Their lack of self-restraint is on a par with their loquacity. When the first navy hydroplanes flew into the harbor, the entire population became a screaming mob of neck-craning, pointing, shoulder-clapping, occupation-forgetting children. The winner of a dollar at the local “horse” races, in which the island donkeys are now and then pitted against one another, may be seen turning somersaults in the midst of the crowd, or throwing himself on the ground, all fours clawing the air, as he shrieks his ecstasies of delight. It is their joy to parade the streets in their gayest costumes on any holiday, American, Danish, or imaginable, that can be dragged into the calendar, dancing and capering with an energy which their work-a-day manner never suggests. Once a month, at full moon, the local band marches through the town playing “Onward, Christian Soldiers,” the population trailing en masse behind it, singing, clapping hands, and swaying their rather slender, underfed bodies violently in cadence with the music. They are ardent church-goers in theory, there being six large churches of as many denominations in town—but it takes a rousing round of hymns to bring the majority to indoor services, though boatmen far out in the bay recognize a street meeting of the Salvation Army by the howling chorus of “Lord, ha’ mercy on mah sou-ul,” which the cliffs echo out to them.
The Sunday evening band concert, on the other hand, is staid enough to make a Spanish-American _retreta_ seem uproarious by comparison. It begins at nine, after the last church service of a Britishly dead Sunday. The native band, recruited by the administrative Americans, jet black in features and snow-white in uniform, mounts to the roof of the old red fortress, while outwardly immaculate negroes, stroll rather funereally about little Emancipation Park and along the edge of the quay. The élite of the town sit in their houses, piled steeply up the pyramidal hills, and let the music float up to them on the harbor breeze. Our new fellow-countrymen are ostentatiously patriotic in all that concerns mere formalities. Every morning at eight all St. Thomas becomes static when the marine band plays our national anthem. The market-women on the wharf halt as if suddenly turned to stone, holding whatever posture they happen to be caught in until the last note has died away; the very boatmen in the bay sit with their poised oars motionless. Flags burst forth not merely on our own holidays, but on Danish, on every possible fête day, public or private, even on the birthdays of distant relatives or mere friends. Curious superstitions enliven the quaint local color. The appearance of a lizard in the house is sure proof to the lower classes that there is soon to be an addition to the family. Servant girls cannot be induced to remove their hats, whether cooking, making beds, or waiting on table at the most formal dinner, for fear of sudden death from “dew” falling on their heads—though it be full blazing noonday.

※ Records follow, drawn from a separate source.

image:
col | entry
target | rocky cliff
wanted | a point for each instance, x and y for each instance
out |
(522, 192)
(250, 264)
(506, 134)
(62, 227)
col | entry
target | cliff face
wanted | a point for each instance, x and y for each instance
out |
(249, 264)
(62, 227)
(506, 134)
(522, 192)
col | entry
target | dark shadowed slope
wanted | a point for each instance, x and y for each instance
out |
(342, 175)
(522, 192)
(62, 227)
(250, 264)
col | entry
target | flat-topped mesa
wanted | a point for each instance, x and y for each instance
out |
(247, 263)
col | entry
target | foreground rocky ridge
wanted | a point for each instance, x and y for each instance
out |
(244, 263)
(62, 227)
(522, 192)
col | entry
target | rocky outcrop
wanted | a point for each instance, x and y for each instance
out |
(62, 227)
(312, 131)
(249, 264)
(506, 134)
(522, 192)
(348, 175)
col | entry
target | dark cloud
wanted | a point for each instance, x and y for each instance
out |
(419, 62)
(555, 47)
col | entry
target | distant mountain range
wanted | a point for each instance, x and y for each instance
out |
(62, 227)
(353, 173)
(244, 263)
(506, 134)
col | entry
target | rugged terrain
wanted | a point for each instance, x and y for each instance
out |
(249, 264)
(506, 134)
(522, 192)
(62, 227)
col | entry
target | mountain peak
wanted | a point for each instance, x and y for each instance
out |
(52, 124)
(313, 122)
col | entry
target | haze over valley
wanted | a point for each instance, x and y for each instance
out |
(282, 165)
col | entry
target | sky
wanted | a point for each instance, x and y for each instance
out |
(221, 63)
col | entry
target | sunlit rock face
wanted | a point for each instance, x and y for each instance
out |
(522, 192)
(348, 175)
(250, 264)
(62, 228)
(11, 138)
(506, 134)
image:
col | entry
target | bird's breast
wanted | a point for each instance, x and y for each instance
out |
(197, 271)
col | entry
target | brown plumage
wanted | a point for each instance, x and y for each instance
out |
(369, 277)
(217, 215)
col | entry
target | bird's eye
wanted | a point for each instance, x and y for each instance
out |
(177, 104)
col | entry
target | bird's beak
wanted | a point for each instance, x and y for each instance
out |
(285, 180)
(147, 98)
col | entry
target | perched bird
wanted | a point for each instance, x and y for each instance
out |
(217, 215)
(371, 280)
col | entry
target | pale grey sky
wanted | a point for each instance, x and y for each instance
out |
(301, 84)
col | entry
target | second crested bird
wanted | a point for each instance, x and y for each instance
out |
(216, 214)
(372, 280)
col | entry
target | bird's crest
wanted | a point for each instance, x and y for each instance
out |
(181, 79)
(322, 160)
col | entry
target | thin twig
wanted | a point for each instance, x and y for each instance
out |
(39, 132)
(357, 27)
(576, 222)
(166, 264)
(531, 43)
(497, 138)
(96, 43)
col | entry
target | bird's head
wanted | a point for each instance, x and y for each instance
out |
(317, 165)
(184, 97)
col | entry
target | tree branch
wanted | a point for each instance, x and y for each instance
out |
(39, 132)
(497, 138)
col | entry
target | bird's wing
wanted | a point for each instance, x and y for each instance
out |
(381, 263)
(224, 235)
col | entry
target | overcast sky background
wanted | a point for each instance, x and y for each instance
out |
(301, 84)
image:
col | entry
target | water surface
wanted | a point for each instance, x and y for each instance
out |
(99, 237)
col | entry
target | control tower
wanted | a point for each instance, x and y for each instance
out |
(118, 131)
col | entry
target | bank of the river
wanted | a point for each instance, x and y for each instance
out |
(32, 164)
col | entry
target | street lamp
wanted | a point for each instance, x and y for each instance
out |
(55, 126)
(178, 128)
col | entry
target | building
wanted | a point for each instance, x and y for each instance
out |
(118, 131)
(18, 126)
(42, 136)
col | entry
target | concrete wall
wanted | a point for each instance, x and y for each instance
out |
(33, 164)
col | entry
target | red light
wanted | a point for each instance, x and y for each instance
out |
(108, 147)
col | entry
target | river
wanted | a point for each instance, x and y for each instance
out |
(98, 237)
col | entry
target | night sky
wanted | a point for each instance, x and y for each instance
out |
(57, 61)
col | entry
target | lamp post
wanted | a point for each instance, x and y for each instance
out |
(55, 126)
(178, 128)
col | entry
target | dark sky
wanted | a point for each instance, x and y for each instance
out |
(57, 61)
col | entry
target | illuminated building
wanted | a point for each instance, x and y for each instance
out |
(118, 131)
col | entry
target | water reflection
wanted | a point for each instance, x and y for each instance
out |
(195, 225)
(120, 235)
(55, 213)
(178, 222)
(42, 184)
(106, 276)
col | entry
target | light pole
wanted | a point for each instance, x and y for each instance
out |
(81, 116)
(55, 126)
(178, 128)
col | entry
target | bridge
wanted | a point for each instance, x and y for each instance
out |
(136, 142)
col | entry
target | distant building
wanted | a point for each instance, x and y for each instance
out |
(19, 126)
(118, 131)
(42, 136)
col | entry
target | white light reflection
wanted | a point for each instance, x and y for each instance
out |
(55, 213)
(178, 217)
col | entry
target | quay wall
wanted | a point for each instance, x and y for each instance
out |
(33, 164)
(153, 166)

The great majority of the population is undernourished. Even when their earnings are sufficient, most of the money is spent on dress. The chief diet of the rank and file is sugar. A sugar-cane three times a day seems to be enough to keep many of them alive. The morning meal for the rest consists of “tea” only, the local meaning of that word being a cupful of sugar dissolved in warm water. Then along in the middle of the afternoon they indulge in their only real food, and not very real at that. This is a plate of “fungee,” a nauseating mixture of fish and corn-meal, which to the local taste is preferable to the most succulent beefsteak. The natural result of the constant consumption of sugar is an early scarcity of teeth. Barely three men in twenty could be enlisted in the native corps, chiefly because of their inability to cope with navy rations.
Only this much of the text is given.